The divide between Ashkenazi Jews and Mizrachi Jews is no longer as stark as it was as recently as the 1970s, but Peretz is still one of the most prominent Mizrachi figures in Israel. Had Labor defeated
Kadima in 2006, he would have become the first non-Ashkenazi Prime
Minister in the country’s history. And at this very moment, Moshe
Katsav
, the country’s first Mizrachi President, is being pressured to resign after being indicted for rape and sexual assault.
In this charged environment, it’s no surprise that some are chalking the media feeding-frenzy over Peretz’s gaffe to plain, ol' fashioned racism.
(The situation is complicated, however, by the fact that Peretz is something of a political line-crosser – Mizrachi Jews traditionally vote for Likud and other right-wing parties, and identify Labor with the discriminatory politics of the country’s early years.)

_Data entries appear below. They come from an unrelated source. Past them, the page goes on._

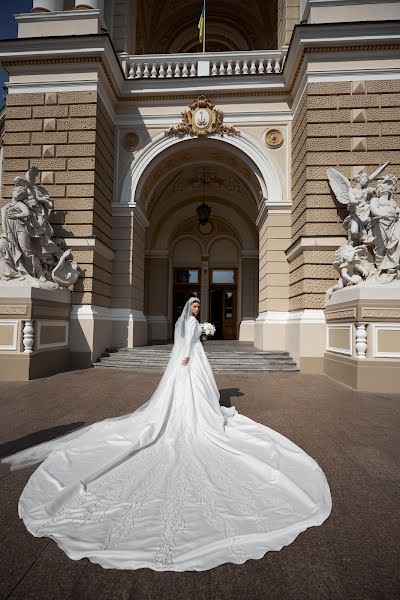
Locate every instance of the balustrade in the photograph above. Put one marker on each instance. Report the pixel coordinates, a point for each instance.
(207, 64)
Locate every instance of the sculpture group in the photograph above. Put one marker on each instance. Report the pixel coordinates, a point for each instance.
(372, 252)
(28, 251)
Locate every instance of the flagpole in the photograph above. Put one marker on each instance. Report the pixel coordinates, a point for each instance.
(204, 31)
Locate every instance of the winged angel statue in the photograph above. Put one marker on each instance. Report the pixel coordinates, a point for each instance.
(28, 251)
(372, 252)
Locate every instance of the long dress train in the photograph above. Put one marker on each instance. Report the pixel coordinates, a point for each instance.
(180, 484)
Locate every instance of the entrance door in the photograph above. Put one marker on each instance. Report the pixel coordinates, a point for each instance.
(223, 303)
(186, 285)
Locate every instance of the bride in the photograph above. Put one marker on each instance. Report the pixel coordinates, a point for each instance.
(179, 484)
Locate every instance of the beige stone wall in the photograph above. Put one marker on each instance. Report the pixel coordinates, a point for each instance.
(124, 25)
(128, 266)
(274, 267)
(288, 17)
(69, 137)
(347, 125)
(250, 273)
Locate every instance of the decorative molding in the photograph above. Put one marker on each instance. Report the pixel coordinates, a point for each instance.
(202, 119)
(376, 328)
(15, 340)
(380, 312)
(345, 313)
(13, 309)
(361, 341)
(62, 344)
(29, 337)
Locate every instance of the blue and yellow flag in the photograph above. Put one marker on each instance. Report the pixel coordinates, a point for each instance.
(200, 26)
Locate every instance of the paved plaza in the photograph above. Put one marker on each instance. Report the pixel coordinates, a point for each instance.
(354, 437)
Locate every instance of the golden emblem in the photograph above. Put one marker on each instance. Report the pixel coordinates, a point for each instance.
(202, 119)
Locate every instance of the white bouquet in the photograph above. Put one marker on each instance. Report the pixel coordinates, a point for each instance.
(207, 328)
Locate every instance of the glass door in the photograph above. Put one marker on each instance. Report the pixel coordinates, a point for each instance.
(223, 303)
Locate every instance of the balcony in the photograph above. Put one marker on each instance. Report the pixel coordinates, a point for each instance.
(208, 64)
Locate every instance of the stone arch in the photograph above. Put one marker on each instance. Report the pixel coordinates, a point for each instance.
(247, 148)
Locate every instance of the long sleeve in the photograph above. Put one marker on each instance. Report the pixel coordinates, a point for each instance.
(190, 335)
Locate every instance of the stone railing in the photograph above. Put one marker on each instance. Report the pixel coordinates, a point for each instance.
(214, 64)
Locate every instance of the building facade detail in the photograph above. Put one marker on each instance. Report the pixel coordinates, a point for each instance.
(28, 250)
(124, 127)
(202, 119)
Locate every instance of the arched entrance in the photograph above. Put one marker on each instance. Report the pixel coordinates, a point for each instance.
(220, 261)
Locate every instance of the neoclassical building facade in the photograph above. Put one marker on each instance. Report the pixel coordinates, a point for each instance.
(133, 128)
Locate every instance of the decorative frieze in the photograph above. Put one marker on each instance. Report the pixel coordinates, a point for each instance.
(202, 119)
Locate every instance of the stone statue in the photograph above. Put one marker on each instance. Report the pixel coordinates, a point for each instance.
(28, 251)
(372, 252)
(354, 264)
(385, 225)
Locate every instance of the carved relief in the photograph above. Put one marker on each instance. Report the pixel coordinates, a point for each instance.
(273, 138)
(372, 252)
(202, 119)
(11, 309)
(28, 250)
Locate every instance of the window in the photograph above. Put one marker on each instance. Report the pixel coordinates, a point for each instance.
(186, 276)
(223, 276)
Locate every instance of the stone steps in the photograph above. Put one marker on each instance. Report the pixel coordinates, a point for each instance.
(223, 358)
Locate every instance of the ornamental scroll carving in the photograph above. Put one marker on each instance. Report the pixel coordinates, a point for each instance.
(372, 253)
(202, 119)
(28, 251)
(13, 309)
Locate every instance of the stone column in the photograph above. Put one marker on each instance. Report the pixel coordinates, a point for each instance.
(47, 5)
(88, 4)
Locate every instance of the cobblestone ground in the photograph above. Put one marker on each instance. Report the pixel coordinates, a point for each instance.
(353, 436)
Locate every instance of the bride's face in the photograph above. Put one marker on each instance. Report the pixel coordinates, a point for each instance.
(195, 309)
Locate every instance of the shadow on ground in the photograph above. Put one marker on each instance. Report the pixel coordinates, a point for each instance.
(38, 437)
(227, 394)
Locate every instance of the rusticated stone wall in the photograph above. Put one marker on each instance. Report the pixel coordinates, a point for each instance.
(351, 126)
(69, 137)
(288, 17)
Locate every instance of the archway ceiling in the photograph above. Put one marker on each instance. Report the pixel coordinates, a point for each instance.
(186, 183)
(165, 227)
(164, 22)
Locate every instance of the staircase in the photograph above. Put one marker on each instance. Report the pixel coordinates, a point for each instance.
(238, 357)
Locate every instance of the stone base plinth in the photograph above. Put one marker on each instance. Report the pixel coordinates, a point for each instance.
(301, 333)
(34, 331)
(379, 376)
(363, 337)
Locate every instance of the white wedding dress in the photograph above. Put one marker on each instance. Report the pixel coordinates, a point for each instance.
(180, 484)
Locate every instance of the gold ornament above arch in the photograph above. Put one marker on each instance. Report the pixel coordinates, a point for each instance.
(202, 119)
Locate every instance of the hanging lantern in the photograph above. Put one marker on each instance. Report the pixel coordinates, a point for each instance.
(203, 213)
(203, 210)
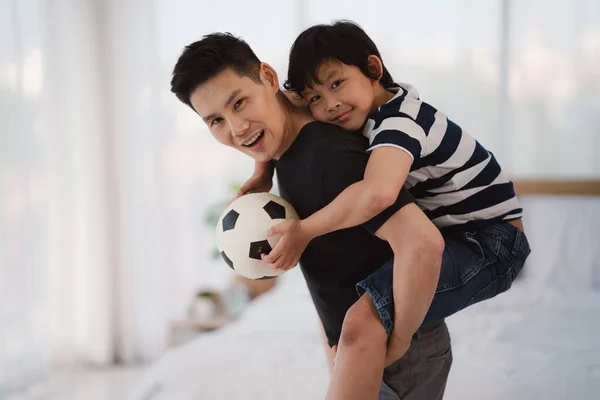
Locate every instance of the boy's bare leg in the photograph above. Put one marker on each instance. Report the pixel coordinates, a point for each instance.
(359, 363)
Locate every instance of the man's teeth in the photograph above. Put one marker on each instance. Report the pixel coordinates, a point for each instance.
(252, 139)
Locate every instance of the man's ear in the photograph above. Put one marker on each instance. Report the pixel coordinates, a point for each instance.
(375, 67)
(269, 77)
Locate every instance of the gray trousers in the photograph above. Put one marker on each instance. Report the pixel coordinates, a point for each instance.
(423, 371)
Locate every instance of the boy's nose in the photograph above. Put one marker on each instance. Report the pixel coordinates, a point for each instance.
(334, 105)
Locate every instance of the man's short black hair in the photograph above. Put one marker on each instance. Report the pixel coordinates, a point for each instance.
(206, 58)
(342, 41)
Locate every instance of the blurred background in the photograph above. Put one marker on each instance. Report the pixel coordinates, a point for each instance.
(107, 181)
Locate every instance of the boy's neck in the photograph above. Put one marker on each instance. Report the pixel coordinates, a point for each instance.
(382, 96)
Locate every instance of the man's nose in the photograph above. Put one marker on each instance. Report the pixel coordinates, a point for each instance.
(238, 126)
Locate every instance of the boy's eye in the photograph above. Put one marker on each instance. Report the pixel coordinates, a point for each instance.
(238, 104)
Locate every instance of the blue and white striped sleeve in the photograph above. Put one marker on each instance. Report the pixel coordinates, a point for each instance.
(401, 132)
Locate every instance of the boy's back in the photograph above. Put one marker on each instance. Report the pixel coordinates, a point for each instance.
(453, 178)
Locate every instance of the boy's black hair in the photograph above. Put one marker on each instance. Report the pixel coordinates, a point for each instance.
(206, 58)
(342, 41)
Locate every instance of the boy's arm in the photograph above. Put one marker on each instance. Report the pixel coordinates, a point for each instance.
(384, 177)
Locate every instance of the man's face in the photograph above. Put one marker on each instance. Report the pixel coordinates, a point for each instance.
(242, 113)
(344, 97)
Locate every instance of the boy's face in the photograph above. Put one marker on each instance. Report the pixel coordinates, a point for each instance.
(243, 114)
(345, 96)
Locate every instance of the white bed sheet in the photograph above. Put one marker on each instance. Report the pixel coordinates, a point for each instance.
(540, 340)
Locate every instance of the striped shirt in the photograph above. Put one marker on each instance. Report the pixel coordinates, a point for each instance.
(453, 178)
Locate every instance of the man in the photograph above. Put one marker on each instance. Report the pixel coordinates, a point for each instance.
(239, 99)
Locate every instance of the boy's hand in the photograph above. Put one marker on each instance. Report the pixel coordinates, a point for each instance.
(256, 184)
(290, 247)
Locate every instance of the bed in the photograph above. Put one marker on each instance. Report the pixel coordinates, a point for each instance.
(540, 340)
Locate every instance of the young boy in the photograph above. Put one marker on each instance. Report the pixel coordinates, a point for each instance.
(338, 72)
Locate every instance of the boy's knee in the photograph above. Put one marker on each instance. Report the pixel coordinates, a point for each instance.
(362, 323)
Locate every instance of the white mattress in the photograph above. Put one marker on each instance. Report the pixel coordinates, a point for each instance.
(541, 340)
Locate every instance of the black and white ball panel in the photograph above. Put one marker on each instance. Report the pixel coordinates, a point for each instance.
(241, 232)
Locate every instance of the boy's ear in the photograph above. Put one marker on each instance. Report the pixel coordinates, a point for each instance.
(269, 76)
(375, 67)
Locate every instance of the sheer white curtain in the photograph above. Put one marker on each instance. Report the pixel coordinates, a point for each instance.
(23, 198)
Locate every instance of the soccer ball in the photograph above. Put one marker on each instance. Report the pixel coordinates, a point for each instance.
(241, 232)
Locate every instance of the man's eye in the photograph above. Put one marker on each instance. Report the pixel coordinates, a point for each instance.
(238, 104)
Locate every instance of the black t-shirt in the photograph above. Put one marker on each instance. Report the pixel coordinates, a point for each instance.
(320, 164)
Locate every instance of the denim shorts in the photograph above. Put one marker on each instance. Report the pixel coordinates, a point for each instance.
(476, 265)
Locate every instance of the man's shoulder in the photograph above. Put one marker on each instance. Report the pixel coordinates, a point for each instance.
(328, 139)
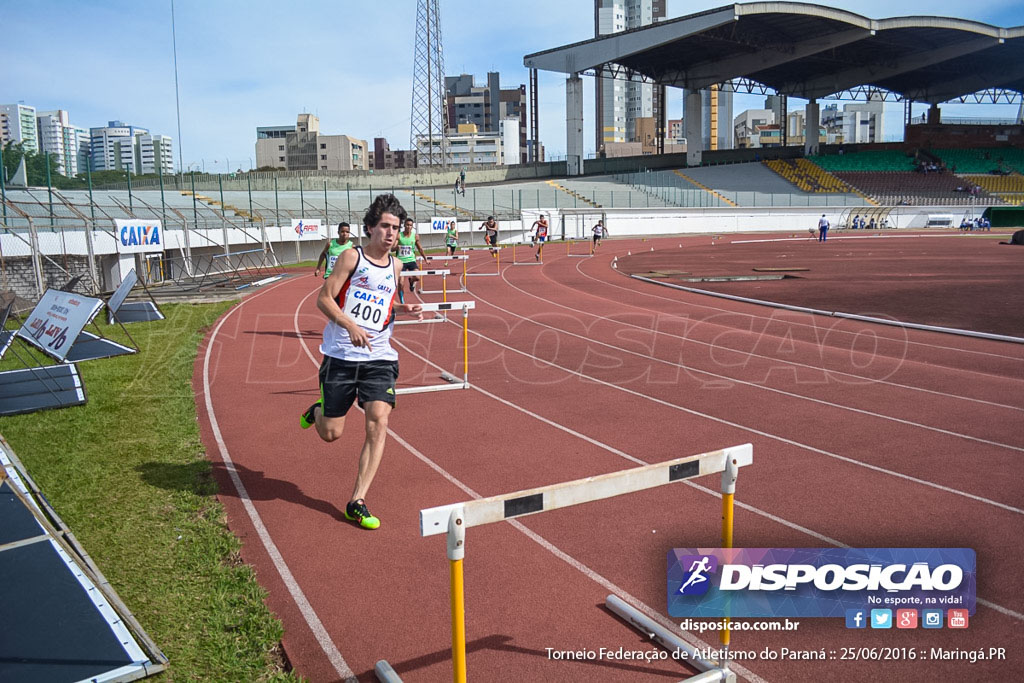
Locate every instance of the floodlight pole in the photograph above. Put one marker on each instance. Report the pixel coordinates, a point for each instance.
(3, 187)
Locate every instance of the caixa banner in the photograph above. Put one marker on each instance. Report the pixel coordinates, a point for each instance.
(817, 582)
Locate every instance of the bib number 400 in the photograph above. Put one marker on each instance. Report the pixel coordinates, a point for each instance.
(366, 313)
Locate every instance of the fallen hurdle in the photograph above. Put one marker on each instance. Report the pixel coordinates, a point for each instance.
(456, 518)
(451, 381)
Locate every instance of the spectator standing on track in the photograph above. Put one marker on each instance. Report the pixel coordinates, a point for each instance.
(491, 236)
(406, 247)
(599, 232)
(359, 364)
(333, 250)
(540, 228)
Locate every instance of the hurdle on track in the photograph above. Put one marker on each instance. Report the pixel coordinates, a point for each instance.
(461, 257)
(515, 261)
(570, 244)
(456, 518)
(451, 381)
(498, 260)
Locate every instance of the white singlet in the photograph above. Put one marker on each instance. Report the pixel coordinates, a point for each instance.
(367, 297)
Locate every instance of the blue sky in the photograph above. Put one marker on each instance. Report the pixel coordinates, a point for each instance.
(244, 63)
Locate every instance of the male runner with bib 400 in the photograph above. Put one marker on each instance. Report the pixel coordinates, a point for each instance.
(359, 302)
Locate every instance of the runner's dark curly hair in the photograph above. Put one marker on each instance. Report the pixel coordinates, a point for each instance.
(383, 204)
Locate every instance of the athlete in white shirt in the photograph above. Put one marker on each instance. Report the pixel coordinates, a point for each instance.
(359, 300)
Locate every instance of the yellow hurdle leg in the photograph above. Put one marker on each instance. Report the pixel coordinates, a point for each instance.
(726, 543)
(458, 625)
(465, 345)
(456, 553)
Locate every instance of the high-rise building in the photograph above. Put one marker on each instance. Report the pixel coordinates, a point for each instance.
(856, 123)
(67, 145)
(119, 146)
(113, 146)
(18, 125)
(486, 107)
(302, 147)
(156, 154)
(383, 157)
(620, 102)
(716, 118)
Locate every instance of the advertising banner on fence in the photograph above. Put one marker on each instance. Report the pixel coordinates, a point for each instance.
(138, 236)
(57, 321)
(817, 582)
(439, 224)
(307, 228)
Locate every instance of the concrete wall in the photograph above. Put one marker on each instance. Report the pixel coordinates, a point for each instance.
(68, 251)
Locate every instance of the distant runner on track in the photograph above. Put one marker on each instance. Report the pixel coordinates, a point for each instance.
(333, 250)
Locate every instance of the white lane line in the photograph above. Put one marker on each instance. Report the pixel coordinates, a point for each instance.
(693, 304)
(308, 613)
(632, 459)
(752, 430)
(752, 354)
(755, 385)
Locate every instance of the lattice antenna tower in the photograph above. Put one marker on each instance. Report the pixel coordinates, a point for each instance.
(429, 117)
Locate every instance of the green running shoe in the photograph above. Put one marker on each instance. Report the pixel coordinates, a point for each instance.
(357, 512)
(308, 419)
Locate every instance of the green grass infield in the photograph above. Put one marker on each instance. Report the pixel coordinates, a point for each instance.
(128, 474)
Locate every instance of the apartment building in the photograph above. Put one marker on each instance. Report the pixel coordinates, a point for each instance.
(487, 108)
(303, 147)
(620, 102)
(17, 124)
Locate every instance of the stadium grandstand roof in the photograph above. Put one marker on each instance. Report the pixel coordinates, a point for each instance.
(808, 51)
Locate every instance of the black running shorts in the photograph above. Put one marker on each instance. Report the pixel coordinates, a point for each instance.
(342, 382)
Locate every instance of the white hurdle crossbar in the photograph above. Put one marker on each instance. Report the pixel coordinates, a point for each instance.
(451, 381)
(461, 257)
(443, 272)
(456, 518)
(536, 261)
(498, 260)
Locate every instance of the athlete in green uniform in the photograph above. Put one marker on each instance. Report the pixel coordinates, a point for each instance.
(333, 250)
(452, 238)
(409, 244)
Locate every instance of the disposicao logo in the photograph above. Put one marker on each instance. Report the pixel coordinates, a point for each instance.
(696, 580)
(817, 582)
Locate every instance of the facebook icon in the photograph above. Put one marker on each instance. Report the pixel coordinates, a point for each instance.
(856, 619)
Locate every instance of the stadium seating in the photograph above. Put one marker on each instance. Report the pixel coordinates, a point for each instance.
(871, 160)
(806, 175)
(1010, 188)
(896, 187)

So, what’s the moral of all this? For one thing, it’s that you can’t understand a country’s defense policy without understanding its
domestic politics.
For another, it’s that sheer voter outrage, if it’s widespread enough, can do a great deal to affect a government’s policies. The wrath of the
Israeli electorate, when spurred, is unlike anything any American politician since Nixon has faced, and the rather modest concessions it has earned – the appointment of the Winograd Commission and the resignation of Halutz – are far more impressive in light of the fact that Olmert and Peretz’s governing coalition faces no credible electoral challengers, especially from the left.
But perhaps most importantly, the lesson is that if you’re going to bungle a war and survive politically, you’re probably better off staying away from the easy visual metaphors.